The guide to getting your customers paid faster in 2022
Micro businesses represent 92% of all businesses in the United States and, on average, contribute 38% of their owners’ household income. American entrepreneurship remains strong during the pandemic, as shown by the US Census Bureau, which found that 5.4 million new business applications were filed in 2021, surpassing the record set in 2020 by 4, 4 million.
However, millions of small business owners are still struggling to succeed financially, and it’s not due to a lack of skill, passion, or effort.
The ever-changing nature of running a small business means that microbusiness owners have to plan all the more for irregular income, expenses and other financial burdens. Despite this, according to a report by the Center for Financial Services Innovation, the financial health needs of microbusiness owners are most often overlooked. A recent study we conducted at Wave showed that approximately 22% of digital bills were overdue in 2021, with 70% of respondents waiting one to six months to be paid and 25% waiting more than a year or not getting paid. not pay at all.
Constantly having to chase clients for late payments can be incredibly frustrating, especially if it means covering additional expenses, which can be daunting for contractors who had a different view of the job for themselves. Here are some solutions you can recommend to your clients to increase the speed with which they get paid so they can focus more on what they do best: running their business.
Implement digital payments
Enabling payments is a win-win solution: your clients can track their cash flow, prepare for tax time, and make life easier for themselves and their clients. Implementing digital payments and invoicing is a definite way to get paid faster, and has other benefits as well. Allowing customers to make payments online via a digital invoice means 15.4% more invoices will be paid on time. Linking invoices closely to payment history also makes it much easier to track cash flow and avoid countless headaches at tax time.
Charge late fees
First, it’s crucial for contractors to check how much they can legally charge late fees, as it depends on the country and state they are in. Then they should make sure to inform their regular and future customers of the fees. . These terms should always be explicitly stated in their contract and invoice so that their customers are aware.
Automate and streamline processes
Recommend that your customers set up automatic emails to remind their customers that it’s time to pay or that they have a late payment. Small business owners can also use accounting software to send professional payment reminder emails to customers that are automatically scheduled once they send an invoice.
Use instant payments
If your customers are receiving regular payments, that means they are receiving money through traditional banking methods. With Instant Payments, their money goes through Visa or Plus compatible card networks, meaning they can get paid almost instantly, even if the banks are closed.
Negotiate shorter payment terms
Payment terms refer to the payment agreements made with a customer, including the schedule. Even if your customer has discussed payment terms with your customer, make sure those terms are also at the top of their invoices. They can decide whether they get paid instantly or within a set period of days or months. Although they should consider what the standard ranges are for their industry, it is important to consider their own cash flow needs.
Smaller businesses wait on average more than two months before their invoices are paid, which can lead to significant cash flow problems.

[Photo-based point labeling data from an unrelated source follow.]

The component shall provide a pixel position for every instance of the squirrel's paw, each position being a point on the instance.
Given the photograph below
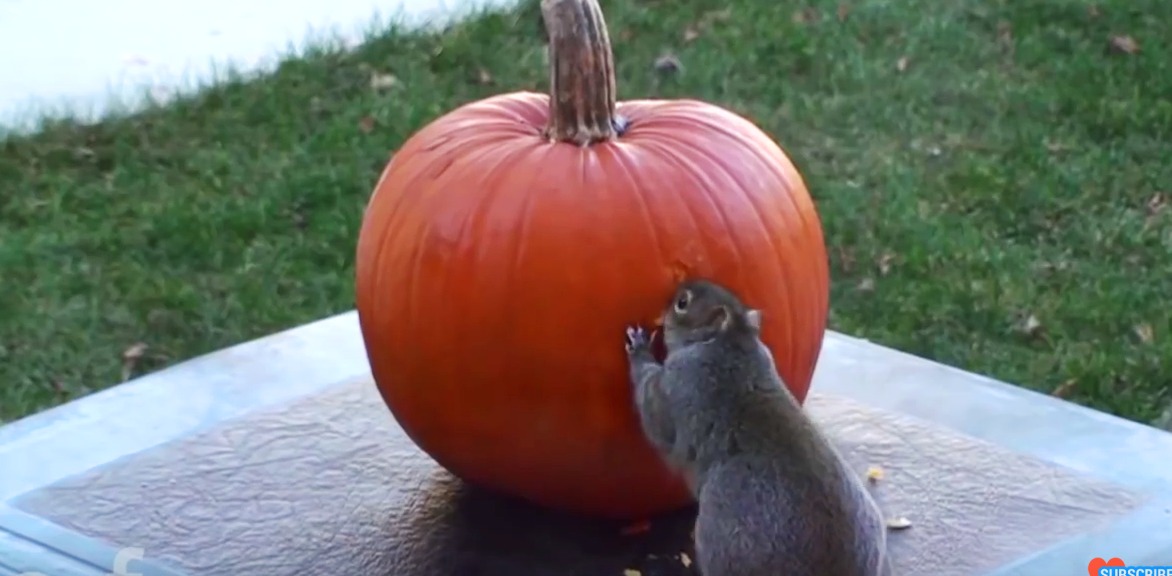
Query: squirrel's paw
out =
(639, 341)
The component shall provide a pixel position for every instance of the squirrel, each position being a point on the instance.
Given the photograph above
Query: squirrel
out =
(774, 495)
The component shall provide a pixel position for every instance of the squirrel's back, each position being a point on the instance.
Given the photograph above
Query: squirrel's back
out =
(772, 490)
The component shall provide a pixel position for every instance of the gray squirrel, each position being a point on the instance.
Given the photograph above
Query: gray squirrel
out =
(774, 495)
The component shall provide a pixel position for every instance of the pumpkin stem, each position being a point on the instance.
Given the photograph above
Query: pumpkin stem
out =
(581, 73)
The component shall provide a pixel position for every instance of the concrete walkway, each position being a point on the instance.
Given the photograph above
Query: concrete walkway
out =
(87, 58)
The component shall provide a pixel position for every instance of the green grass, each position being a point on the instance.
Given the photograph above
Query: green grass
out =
(1004, 173)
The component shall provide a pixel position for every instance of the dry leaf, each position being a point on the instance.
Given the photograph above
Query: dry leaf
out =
(1145, 333)
(1064, 388)
(130, 357)
(1031, 326)
(366, 124)
(719, 15)
(134, 352)
(899, 523)
(1004, 31)
(382, 81)
(639, 527)
(1124, 45)
(805, 15)
(1157, 203)
(668, 63)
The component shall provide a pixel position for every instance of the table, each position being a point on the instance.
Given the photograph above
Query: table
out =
(276, 456)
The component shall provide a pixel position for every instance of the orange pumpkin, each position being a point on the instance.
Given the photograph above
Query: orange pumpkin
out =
(509, 243)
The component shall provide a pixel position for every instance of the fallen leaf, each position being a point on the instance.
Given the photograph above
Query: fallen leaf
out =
(899, 523)
(382, 81)
(885, 263)
(130, 357)
(1031, 325)
(1145, 333)
(668, 63)
(719, 15)
(1064, 388)
(845, 259)
(805, 15)
(1124, 45)
(1157, 203)
(366, 124)
(1004, 31)
(134, 352)
(639, 527)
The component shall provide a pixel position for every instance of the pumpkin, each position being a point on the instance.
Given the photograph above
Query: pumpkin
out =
(509, 243)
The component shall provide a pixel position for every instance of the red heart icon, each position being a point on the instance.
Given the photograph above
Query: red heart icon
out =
(1092, 568)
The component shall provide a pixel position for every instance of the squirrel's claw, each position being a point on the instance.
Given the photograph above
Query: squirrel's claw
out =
(636, 339)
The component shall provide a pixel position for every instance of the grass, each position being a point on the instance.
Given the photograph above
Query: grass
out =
(989, 174)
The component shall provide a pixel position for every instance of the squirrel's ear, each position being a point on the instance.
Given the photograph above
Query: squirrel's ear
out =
(754, 317)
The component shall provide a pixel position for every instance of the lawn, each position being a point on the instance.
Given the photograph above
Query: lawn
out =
(992, 177)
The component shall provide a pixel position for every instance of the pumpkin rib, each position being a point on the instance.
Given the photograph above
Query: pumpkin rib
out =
(704, 187)
(779, 270)
(621, 157)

If your client has a client who insists on waiting more than ninety days, he shouldn’t be afraid to negotiate.
Use a Small Business Money Management App
With payment technology designed for small business, it’s easier than ever for entrepreneurs to manage their business finances, even when they’re on the go. The use of digital payment apps has accelerated during the pandemic as more small business owners have turned to offering virtual or service-based solutions. According to findings from Apptopia, which studies app usage, usage of popular money transfer apps like CashApp, Venmo and PayPal increased by almost 11% in the first few months of the pandemic.

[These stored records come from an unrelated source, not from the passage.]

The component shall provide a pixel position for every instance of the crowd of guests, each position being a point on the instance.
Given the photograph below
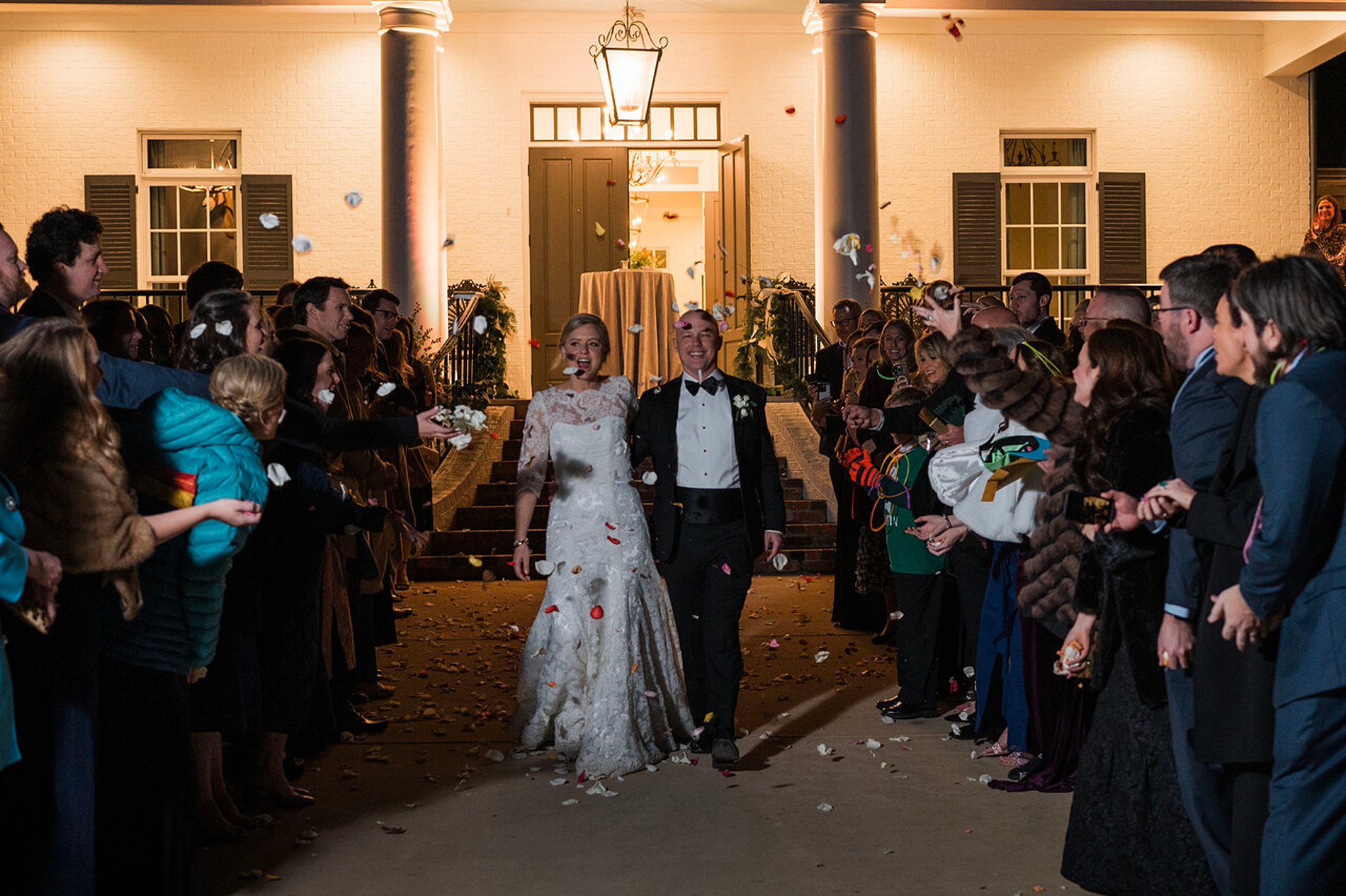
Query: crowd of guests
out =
(1123, 549)
(205, 528)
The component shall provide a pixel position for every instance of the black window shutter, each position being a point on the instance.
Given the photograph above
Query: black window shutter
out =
(112, 200)
(976, 229)
(1121, 227)
(267, 254)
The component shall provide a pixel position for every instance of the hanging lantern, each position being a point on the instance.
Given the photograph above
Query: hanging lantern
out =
(628, 59)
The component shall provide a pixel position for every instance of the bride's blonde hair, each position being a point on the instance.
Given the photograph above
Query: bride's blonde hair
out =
(575, 323)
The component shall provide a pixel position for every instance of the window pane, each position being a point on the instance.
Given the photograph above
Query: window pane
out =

While these apps are a short-term solution to accelerating cash flow, they lack the essential direct bookkeeping and bookkeeping capabilities that all micro businesses need. Business owners who use Paypal, Venmo, or similar money transfer apps as their primary payment method without an add-on system may be exposed to increased risk and a host of time-consuming manual tasks during tax season.
Our study found that microbusiness owners are increasing the number of invoices they send, a trend that began during the pandemic when more people started their own service businesses. The average invoice value is also increasing, with a 17.1% increase from 2019 to 2021. While you ultimately have no control over what your customer does, there are initiatives you can help them implement. work for it to succeed.
David Axler is GM/VP Banking and Books at Wave.